19th February 2023 · Uncategorised

The Undertones released one of the greatest debut singles of all time in Teenage Kicks – in fact one of the best ever singles, full stop.

I’m surprised to find that, having so far highlighted more than a thousand songs that soundtracked my life, I never got around to posting what is surely one of the top ten tunes to come out of punk. Until now.

Teenage Kicks has to be one of the greatest debut singles a band has ever released – and one of the greatest singles, full stop. It has enough pop sensibility to have topped the charts for months on end. Instead it stalled at No.31.
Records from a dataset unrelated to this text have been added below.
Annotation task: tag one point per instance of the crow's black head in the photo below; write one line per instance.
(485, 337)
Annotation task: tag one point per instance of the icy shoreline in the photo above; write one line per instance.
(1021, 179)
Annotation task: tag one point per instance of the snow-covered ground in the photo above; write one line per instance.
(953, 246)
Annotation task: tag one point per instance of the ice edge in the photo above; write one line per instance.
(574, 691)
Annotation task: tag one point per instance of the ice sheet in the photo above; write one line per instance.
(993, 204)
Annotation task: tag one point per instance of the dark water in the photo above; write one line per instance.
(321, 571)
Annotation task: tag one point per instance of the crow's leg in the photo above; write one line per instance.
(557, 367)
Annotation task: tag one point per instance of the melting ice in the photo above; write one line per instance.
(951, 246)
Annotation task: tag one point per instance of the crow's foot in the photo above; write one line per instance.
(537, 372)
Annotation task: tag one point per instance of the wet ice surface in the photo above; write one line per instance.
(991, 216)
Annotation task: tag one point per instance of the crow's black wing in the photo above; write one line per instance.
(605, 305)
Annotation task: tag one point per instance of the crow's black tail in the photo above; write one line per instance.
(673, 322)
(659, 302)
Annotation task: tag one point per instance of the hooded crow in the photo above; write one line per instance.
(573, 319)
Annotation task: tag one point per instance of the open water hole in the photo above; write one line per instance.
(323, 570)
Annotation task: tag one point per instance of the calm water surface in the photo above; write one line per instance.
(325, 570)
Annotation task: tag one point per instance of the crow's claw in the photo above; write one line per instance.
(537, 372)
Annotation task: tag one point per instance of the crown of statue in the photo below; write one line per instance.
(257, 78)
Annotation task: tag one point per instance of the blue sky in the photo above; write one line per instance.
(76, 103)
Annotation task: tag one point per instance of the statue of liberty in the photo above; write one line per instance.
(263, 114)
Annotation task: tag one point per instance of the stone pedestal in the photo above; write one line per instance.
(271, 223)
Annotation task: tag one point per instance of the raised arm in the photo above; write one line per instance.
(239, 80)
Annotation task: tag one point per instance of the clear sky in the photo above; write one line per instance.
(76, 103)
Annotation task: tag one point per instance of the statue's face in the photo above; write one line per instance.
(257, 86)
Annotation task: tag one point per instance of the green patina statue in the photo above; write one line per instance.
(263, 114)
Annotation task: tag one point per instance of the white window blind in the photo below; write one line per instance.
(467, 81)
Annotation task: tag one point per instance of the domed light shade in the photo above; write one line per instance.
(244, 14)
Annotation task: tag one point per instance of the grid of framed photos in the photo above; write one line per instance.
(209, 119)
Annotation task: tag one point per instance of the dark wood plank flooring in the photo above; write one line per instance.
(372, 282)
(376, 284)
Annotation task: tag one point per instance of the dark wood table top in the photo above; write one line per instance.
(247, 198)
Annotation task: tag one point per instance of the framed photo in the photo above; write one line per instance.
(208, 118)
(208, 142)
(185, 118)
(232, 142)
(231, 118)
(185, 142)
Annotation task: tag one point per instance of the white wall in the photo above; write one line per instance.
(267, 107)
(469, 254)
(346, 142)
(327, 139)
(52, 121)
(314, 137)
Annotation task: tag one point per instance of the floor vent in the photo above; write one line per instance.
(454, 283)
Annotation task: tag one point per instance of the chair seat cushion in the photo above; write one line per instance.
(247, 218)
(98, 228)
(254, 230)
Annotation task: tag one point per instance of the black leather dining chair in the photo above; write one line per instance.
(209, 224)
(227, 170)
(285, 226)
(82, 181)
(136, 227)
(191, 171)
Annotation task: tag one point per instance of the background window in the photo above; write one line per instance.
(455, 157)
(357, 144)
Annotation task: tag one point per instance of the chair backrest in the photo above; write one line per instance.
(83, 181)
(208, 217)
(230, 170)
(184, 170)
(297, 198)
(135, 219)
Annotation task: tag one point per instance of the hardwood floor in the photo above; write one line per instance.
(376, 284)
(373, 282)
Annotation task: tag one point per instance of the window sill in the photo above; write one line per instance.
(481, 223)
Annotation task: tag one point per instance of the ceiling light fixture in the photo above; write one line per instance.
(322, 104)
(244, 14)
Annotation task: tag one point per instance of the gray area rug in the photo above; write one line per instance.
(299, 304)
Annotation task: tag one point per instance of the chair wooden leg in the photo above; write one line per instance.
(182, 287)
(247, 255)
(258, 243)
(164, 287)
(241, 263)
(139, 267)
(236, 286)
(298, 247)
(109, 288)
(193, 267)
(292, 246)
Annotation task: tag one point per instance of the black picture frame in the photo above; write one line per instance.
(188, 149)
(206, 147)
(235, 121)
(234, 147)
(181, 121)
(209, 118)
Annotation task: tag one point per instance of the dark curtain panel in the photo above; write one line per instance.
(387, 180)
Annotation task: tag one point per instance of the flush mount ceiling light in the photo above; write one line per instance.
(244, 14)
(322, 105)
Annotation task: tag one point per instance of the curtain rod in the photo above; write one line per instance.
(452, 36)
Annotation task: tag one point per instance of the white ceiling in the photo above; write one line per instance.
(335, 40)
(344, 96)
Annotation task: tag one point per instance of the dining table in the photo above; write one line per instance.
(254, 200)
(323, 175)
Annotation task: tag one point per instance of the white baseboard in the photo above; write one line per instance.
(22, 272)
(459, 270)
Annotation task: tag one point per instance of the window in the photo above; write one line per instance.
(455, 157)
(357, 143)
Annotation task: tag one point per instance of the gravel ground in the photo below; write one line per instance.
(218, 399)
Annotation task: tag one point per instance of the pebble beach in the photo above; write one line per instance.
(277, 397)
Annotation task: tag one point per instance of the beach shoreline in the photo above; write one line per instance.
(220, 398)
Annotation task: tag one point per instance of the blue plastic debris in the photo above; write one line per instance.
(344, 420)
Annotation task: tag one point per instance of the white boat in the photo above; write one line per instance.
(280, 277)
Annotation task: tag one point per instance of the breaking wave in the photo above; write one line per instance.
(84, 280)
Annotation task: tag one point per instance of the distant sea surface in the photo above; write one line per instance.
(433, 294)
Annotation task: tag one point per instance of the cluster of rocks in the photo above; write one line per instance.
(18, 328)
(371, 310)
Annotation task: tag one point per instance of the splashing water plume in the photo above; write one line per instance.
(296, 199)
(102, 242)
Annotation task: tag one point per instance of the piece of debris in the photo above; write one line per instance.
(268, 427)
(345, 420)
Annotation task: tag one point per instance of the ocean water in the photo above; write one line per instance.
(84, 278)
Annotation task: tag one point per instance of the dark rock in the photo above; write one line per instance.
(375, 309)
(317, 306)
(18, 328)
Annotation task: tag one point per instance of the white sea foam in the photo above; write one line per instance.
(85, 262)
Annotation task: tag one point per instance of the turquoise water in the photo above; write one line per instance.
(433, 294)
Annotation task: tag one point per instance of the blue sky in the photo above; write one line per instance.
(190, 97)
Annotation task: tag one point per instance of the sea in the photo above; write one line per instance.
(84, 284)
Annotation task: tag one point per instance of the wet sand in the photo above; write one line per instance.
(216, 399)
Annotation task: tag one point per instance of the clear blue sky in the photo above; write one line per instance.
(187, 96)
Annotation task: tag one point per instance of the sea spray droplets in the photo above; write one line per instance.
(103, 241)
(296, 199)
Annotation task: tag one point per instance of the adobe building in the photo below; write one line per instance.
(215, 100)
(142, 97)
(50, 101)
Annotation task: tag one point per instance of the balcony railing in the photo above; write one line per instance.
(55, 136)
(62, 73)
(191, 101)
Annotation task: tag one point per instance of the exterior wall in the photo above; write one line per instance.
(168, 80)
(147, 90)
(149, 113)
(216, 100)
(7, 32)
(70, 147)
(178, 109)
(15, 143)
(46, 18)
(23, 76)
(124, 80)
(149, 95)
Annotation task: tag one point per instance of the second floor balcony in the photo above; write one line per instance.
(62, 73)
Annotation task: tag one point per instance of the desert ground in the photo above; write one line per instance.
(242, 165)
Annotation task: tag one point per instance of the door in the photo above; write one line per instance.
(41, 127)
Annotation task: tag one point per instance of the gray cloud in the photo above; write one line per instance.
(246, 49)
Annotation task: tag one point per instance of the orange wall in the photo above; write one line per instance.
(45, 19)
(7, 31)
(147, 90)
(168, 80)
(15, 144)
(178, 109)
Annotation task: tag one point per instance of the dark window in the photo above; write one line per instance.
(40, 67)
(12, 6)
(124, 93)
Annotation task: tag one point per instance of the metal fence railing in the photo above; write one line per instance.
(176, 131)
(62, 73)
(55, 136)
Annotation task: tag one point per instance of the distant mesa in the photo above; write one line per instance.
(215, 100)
At heart, it’s a Sixties pop song, with an infectious riff, an infectious chorus, and even infectious lyrics capturing the effervescent joy of young love.

Sheer perfection.

The Undertones – five Catholic schoolfriends from the Creggan and Bogside estates – formed in pre-punk Derry in 1974.

Initially they consisted of two O’Neill brothers, Vincent and John, on guitar, drummer Billy Doherty and bassist Michael Bradley, with a 16-year-old scout leader called Feargal Sharkey as their singer.

Unlike other Northern Ireland bands such as the powerfully political Stiff Little Fingers, they steered well clear of the Troubles, singing instead about “chocolates and girls.”

By the time they made a demo of Teenage Kicks, written by John in the summer of ’77, Vincent had left the band and been replaced by his (and John’s) younger brother Damien on lead guitar.

They sent it to record companies in the UK and were unanimously rejected but one copy reached John Peel who gave them £200 to re-record it professionally in a Belfast studio.

In September 1978 it came out on a 4-track EP released by a Belfast record shop owner, Terry Hooley, on his own Good Vibrations label.

When it came out, Peel famously played Teenage Kicks twice in a row on his Radio 1 show – and would name it his favourite song of all time until his dying day.

Since when, the song’s lyric – “Teenage dreams so hard to beat” – have been engraved, as per his wishes, on his gravestone.